Analog Devices ADX202EX
  • We were able to obtain free samples of Analog Devices' ADX202EX accelerometer. The chip did not come in a DIP package, so Professor Land helped us solder the accelerometer onto one of his circuit boards to make it more accessible.
  • As described in the data sheet, ADXL202EX outputs both duty cycle modulated signals (DCM) and DC voltage, either of which alone is enough to gather the tilt angle. Since the circuit board Professor Land provided us only wired out the voltage outputs, we used that to get the tilt angle. The accelerometer outputs different voltages for each of the different positions that it is in (0 to 180 degrees). The raw output voltage range for our particular chip was between 2.15 and 2.7V, approximately.
  • We felt that the approximate 500mV range was enough to implement a 180-degree range because the A/D converter has a resolution of about 10mV ((1/256)*Aref, where Aref is about 2.4V). It also didn't seem necessary to implement the range in steps of 1 degree. Although the upper limit of the raw voltage range from the accelerometer is higher than Aref, we simply resistor-divide the output down to a range that is acceptable to the A/D converter.

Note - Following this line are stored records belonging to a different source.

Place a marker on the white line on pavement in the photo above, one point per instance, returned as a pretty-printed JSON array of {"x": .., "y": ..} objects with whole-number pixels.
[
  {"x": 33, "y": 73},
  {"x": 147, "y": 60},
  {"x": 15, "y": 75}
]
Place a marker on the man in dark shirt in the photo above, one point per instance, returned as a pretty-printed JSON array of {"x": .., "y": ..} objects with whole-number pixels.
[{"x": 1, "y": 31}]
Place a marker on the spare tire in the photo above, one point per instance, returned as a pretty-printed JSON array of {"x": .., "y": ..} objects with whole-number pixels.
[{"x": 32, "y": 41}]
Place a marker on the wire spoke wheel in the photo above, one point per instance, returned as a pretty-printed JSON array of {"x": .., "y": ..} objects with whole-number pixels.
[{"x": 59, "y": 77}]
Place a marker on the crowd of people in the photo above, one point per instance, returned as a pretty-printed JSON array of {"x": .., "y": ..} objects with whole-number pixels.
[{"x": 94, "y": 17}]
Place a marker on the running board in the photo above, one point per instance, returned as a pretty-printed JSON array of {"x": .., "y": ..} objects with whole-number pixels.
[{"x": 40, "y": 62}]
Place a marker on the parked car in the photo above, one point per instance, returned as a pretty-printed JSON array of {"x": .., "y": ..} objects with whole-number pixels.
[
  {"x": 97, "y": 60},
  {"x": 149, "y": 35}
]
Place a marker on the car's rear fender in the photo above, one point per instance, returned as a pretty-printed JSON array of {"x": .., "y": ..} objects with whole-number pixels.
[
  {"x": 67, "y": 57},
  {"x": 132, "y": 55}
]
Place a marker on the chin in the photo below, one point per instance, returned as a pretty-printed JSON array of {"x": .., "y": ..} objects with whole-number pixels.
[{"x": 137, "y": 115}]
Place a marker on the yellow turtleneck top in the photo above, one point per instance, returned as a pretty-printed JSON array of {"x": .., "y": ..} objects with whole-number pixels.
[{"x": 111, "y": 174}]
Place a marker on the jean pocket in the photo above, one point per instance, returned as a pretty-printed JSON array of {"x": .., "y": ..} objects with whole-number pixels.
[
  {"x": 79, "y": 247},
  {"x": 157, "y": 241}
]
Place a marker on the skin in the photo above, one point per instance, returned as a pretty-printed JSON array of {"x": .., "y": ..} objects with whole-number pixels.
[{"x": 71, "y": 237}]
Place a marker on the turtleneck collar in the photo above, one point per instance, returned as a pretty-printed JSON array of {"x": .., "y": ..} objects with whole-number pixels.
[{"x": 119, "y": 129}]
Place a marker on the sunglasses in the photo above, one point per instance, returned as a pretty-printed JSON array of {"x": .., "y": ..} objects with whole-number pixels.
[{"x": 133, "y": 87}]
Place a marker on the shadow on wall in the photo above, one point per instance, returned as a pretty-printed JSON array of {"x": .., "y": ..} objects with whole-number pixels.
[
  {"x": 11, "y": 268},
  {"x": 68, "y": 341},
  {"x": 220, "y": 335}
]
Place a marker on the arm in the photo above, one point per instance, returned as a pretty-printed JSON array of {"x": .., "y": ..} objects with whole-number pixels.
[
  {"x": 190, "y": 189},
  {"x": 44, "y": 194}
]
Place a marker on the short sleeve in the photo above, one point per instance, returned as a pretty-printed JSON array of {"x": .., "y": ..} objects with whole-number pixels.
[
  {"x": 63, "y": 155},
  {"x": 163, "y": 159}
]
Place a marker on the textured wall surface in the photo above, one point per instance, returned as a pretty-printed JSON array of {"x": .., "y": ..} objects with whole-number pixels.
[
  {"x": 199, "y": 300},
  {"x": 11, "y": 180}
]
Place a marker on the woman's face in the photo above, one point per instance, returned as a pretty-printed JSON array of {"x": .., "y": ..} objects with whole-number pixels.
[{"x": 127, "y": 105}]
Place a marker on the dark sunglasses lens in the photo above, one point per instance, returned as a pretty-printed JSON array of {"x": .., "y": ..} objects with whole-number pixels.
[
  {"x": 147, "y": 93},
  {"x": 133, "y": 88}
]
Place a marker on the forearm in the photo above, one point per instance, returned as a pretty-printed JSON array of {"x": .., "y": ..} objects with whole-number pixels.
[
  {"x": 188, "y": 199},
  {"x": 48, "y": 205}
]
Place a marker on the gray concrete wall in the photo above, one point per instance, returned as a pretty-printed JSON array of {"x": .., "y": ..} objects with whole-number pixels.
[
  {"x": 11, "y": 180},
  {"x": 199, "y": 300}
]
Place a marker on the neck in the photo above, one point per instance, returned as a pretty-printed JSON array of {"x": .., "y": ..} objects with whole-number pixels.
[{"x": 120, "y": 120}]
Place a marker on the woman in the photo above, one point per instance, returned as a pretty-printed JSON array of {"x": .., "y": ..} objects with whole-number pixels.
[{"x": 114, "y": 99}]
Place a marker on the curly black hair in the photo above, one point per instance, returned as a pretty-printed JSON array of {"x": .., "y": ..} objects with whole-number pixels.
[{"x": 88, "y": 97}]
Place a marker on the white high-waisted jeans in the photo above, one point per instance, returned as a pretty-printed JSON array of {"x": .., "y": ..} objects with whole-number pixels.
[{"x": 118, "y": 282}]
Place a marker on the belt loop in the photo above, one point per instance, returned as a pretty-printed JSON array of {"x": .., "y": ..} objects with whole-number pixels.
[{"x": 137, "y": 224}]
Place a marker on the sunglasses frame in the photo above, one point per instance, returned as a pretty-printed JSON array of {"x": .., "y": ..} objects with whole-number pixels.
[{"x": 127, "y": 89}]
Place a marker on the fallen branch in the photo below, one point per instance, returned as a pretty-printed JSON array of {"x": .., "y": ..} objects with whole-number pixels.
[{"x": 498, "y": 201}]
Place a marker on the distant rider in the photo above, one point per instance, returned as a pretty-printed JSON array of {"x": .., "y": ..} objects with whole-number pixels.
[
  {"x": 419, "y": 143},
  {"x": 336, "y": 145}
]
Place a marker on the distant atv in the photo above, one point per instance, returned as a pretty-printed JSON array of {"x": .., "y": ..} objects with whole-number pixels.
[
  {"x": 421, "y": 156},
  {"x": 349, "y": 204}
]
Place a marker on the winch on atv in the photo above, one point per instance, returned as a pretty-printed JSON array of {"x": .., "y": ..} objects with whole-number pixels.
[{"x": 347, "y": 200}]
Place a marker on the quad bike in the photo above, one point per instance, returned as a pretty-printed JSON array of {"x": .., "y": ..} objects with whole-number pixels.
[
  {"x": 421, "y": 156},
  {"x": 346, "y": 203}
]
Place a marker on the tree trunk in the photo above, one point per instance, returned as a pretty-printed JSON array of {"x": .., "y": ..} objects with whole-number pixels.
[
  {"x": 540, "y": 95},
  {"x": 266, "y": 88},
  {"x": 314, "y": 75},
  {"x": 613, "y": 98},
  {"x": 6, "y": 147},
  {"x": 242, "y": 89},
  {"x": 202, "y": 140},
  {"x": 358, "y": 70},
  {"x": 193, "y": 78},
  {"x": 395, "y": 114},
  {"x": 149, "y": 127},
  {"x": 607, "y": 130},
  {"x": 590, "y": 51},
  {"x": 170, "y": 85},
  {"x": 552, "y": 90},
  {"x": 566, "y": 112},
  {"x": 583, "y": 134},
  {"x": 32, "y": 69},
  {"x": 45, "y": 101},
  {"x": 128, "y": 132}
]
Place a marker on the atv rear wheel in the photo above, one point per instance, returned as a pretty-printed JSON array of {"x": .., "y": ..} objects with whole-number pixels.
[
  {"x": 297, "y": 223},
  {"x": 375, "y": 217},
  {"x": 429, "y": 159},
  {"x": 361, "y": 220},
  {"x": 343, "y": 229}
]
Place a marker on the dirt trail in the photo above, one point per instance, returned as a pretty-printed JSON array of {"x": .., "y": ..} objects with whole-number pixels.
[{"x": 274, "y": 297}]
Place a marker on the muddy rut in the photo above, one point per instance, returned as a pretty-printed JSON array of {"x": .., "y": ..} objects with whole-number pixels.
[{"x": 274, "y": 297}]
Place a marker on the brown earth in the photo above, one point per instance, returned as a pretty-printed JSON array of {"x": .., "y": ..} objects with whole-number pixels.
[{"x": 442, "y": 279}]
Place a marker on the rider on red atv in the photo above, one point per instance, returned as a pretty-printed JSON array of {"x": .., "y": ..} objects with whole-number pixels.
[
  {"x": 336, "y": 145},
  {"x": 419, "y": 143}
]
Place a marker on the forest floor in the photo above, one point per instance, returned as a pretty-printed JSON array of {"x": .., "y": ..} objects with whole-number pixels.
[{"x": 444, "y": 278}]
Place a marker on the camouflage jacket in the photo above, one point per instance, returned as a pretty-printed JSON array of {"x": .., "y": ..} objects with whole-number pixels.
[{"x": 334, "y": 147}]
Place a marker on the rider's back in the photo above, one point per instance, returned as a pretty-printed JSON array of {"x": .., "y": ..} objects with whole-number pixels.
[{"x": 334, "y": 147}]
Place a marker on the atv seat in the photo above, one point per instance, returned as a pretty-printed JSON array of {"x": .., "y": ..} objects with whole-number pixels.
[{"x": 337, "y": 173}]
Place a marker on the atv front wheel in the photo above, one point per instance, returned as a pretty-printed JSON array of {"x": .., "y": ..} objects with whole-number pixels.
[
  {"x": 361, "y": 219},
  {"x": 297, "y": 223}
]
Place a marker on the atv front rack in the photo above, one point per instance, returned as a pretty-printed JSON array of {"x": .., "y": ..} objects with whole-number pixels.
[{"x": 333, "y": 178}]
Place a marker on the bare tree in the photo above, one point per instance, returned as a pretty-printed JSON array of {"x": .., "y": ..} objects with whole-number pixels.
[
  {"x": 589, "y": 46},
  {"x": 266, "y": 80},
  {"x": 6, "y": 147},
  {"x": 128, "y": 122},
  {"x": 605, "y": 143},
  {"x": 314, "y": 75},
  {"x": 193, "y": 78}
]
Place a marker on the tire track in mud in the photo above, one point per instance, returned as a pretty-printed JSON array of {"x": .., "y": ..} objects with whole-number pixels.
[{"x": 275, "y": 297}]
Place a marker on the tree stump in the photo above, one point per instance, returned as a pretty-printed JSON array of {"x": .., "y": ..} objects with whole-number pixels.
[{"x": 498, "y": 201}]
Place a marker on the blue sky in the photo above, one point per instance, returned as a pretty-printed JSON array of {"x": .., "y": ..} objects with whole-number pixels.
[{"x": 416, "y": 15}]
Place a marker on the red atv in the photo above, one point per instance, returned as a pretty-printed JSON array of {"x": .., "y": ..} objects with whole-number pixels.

  • In order to implement the whole 360-degree range, it was necessary to use two accelerometers. We put one accelerometer perpendicular to the other on the same plane, like the following diagram:

  • If we assume that the plane is oriented with 0 degree on the left, then as the diagram above suggests, when the voltages from both accelerometers are small, the tilt angle should be between 0 and 90 degrees. When both voltages are large, it should be between 180 and 270 degrees, etc.
  • The voltages enter an A/D converter. To use the on-board A/D converter, we had to measure Aref each time, since it is unique for each individual board. Aref is the maximum voltage that the A/D can convert.  Please refer to the software section for more details.
  • We used the speaker from the one of the lab assignments of the course (cricket call generator lab). It is a tiny speaker that has no built-in amplifier. Hence we simply connected the output signal from the board to one of the pins, and connected one of the supply rails (Gnd or Vdd) to the other. Because of a shortage of ports, we put the speaker onto PORTD, which is also used for the buttons. We had to just be careful when setting the input and output bits of PORTD.